Mr. KIRWAN (interposing). Pardon me; I am not talking about that. You could have come in with this at the time the regular bill was being considered.

Mr. GREENWOOD. We have very limited facilities, to begin with, Mr. Chairman, for developing our plans and estimates, and that is one thing that delays us sometimes in preparing our estimates in cases of this kind. We would prefer to include all of our requirements in the regular bill.

Mr. KIRWAN. But you could have, while the committee was in session, come up with the deficiency or supplemental and had it all considered at the same time. That is what I am referring to. That could have been done any time before the committee adjourned to mark up the regular bill. I am not trying to say that you had to get it in the regular budget, but you had from November until we marked up the bill, and no one can convince me that you could not complete the plans for a $205,000 project in that length of time.

Mr. GREENWOOD. We could have.

Mr. KIRWAN. That is what I am referring to, rather than having it come up as a deficiency and requiring the Congress to start the appropriation machinery all over again.


Mr. JENSEN. You have $205,000 requested for the Bureau of Indian Affairs to build these barns that were destroyed by fire. What is the dimension of each of these buildings? Do you have that?

Mr. GREENWOOD. The horse barn will be 34 feet by 203 feet, contain 113,400 cubic feet, and will cost an estimate of 28 cents per cubic foot, for a total of $32,000.

The sheep barn will be 25 feet by 100 feet, and contain 37,500 cubic feet, and cost 25 cents per cubic foot.

Mr. JENSEN. I see you have a list here on page 2 of your justification of the very things I am asking for.

Mr. JENSEN. What kind of materials will be used?
Mr. GREENWOOD. This will be of frame construction.

Mr. JENSEN. What is the height of the sides of that barn? You see, I am an old lumberman myself and I have built a lot of barns in my time, and when you ask for $32,000 to build a barn of this size, which is only 34 feet wide and 203 feet long-well, $32,000 for å barn is a lot of money. It must be pretty high.

Mr. GREENWOOD. This would be a two-story barn.
Mr. JENSEN. A two-story building?

Mr.
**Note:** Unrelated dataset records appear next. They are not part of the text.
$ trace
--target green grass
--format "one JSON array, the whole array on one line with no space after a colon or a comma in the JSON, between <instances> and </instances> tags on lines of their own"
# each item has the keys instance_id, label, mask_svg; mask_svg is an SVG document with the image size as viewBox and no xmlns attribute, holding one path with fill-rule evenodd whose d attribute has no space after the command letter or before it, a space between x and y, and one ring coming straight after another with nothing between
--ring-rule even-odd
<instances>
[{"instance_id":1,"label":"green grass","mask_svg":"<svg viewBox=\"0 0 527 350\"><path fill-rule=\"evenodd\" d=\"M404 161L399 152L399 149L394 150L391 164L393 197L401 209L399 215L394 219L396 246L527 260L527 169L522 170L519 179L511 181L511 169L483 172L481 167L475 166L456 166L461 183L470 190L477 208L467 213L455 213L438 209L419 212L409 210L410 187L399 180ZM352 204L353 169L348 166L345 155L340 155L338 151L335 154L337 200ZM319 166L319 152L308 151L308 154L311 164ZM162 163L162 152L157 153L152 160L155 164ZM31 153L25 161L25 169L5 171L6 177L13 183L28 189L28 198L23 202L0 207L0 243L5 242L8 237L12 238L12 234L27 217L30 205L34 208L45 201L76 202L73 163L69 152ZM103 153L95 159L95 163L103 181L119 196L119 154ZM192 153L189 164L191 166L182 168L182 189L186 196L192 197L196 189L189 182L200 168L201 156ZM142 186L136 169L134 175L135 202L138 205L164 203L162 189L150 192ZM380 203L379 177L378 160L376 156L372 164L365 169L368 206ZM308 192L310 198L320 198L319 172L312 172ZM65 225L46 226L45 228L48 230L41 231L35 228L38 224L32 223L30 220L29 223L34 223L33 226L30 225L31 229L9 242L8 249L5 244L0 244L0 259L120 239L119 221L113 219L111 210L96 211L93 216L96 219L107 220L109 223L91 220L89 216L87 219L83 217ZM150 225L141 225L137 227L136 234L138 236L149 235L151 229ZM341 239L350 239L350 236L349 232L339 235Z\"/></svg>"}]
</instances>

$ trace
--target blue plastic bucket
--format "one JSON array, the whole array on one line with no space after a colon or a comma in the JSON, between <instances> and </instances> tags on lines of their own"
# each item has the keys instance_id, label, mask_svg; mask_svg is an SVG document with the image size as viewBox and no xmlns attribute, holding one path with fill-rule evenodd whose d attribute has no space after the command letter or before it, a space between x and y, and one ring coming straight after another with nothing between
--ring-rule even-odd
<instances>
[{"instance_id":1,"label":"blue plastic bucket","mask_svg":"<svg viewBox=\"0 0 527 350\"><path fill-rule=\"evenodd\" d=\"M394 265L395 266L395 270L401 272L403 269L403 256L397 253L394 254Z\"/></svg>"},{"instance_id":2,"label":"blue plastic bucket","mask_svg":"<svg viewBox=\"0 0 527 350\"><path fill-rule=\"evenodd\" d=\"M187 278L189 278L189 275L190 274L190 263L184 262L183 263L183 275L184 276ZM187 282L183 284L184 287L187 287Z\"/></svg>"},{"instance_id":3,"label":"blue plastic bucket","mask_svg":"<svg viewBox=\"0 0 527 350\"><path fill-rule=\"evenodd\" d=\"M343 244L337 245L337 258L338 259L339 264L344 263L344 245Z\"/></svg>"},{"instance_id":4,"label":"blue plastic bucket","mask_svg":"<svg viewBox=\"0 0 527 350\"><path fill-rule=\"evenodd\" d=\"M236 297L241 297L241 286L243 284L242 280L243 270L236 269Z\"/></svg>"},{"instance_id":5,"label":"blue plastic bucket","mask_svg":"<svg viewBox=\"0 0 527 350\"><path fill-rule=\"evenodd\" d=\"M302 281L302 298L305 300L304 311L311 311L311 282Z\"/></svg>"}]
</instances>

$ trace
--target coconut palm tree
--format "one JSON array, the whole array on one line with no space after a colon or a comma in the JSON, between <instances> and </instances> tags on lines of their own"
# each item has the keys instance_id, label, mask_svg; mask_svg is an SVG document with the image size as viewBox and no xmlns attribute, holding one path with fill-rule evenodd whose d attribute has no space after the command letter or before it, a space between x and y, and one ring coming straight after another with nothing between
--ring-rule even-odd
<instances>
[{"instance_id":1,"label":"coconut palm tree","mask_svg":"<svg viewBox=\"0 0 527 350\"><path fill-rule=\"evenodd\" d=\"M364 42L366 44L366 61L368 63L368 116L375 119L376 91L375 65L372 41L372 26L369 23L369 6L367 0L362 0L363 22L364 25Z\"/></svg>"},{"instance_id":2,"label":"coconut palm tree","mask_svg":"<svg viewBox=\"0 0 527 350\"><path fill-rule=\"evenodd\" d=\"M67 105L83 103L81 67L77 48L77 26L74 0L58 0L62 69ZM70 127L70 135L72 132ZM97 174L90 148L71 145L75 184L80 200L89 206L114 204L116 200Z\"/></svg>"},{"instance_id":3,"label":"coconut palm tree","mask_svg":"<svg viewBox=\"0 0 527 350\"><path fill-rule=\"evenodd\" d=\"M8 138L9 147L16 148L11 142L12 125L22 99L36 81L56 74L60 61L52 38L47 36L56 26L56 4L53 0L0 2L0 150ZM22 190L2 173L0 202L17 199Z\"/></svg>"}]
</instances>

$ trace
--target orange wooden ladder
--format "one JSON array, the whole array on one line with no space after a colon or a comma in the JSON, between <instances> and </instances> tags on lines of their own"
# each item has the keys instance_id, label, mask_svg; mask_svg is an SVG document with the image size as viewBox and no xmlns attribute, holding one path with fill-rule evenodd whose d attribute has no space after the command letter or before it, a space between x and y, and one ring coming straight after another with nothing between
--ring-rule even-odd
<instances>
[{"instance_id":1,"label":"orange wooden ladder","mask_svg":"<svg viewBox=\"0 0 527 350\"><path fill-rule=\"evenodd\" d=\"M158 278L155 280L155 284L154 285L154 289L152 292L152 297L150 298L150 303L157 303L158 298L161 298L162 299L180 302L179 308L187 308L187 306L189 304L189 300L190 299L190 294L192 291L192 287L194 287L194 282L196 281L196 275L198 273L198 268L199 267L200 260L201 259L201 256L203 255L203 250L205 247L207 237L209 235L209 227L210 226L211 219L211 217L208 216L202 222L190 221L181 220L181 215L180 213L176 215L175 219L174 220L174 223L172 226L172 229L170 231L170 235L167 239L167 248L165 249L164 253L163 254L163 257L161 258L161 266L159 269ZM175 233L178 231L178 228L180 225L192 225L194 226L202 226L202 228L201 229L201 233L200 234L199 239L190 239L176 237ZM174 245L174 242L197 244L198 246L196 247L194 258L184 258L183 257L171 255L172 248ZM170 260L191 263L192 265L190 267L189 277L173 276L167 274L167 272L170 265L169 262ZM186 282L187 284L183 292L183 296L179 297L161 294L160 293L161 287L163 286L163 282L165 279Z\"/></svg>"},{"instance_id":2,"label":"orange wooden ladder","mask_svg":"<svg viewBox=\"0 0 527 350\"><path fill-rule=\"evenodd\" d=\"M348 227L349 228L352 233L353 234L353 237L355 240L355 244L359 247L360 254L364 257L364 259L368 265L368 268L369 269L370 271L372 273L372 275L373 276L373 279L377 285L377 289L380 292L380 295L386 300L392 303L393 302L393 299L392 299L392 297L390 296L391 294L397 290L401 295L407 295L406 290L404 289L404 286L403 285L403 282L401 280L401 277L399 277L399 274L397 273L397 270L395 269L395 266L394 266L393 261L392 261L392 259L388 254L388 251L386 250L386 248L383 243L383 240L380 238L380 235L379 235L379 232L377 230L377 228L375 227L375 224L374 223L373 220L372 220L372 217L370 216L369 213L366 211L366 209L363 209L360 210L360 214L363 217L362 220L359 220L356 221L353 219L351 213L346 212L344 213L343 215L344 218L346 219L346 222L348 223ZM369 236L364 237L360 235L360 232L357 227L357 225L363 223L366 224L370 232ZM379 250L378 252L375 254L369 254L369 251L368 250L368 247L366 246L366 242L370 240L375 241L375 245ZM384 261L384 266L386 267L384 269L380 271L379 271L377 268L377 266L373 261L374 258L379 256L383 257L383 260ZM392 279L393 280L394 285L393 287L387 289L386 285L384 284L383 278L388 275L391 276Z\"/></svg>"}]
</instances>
GREENWOOD. Yes; it is about 17 feet, not including the roof space.

Mr. JENSEN. That makes some difference.


Now you are asking for additional personnel hire. You are requesting for personal services, $79,700. Does it mean you are going to hire extra personnel?

Mr. GREENWOOD. That would be just for labor necessary for the construction of the buildings. It would not be permanent labor.

Mr. JENSEN. That is you are not hiring anyone under civil service, particularly to see that the barns are properly built?

Mr. GREENWOOD. No; we will use the personnel there to supervise construction.

Mr. JENSEN. You will not put on a lot of extra help?
Mr. JENSEN. Just to do this construction?

Mr. GREENWOOD. The barn probably will be built by force account. We want to use student labor at the school in order to hold costs down.

Mr. JENSEN. I see.

Mr. GREENWOOD. But the students of course will be paid for their services.


Mr. JENSEN. Now with reference to the schoolhouse: How big is it; what are the dimensions of that school? I notice you want to have a two-room school?

Mr. GREENWOOD. That is correct.

Mr. JENSEN. The cost is $90,000 for a two-room school. They must be awfully big rooms.

Well, I see there is also a cottage. It is $62,900 for a two-room school. What is it; brick?

Mr. GREENWOOD. No; it will be frame construction, possibly it will be built by contract.

Mr. JENSEN. How big are the rooms?

Mr. GREENWOOD. They will be big enough to accommodate 30 pupils in each room.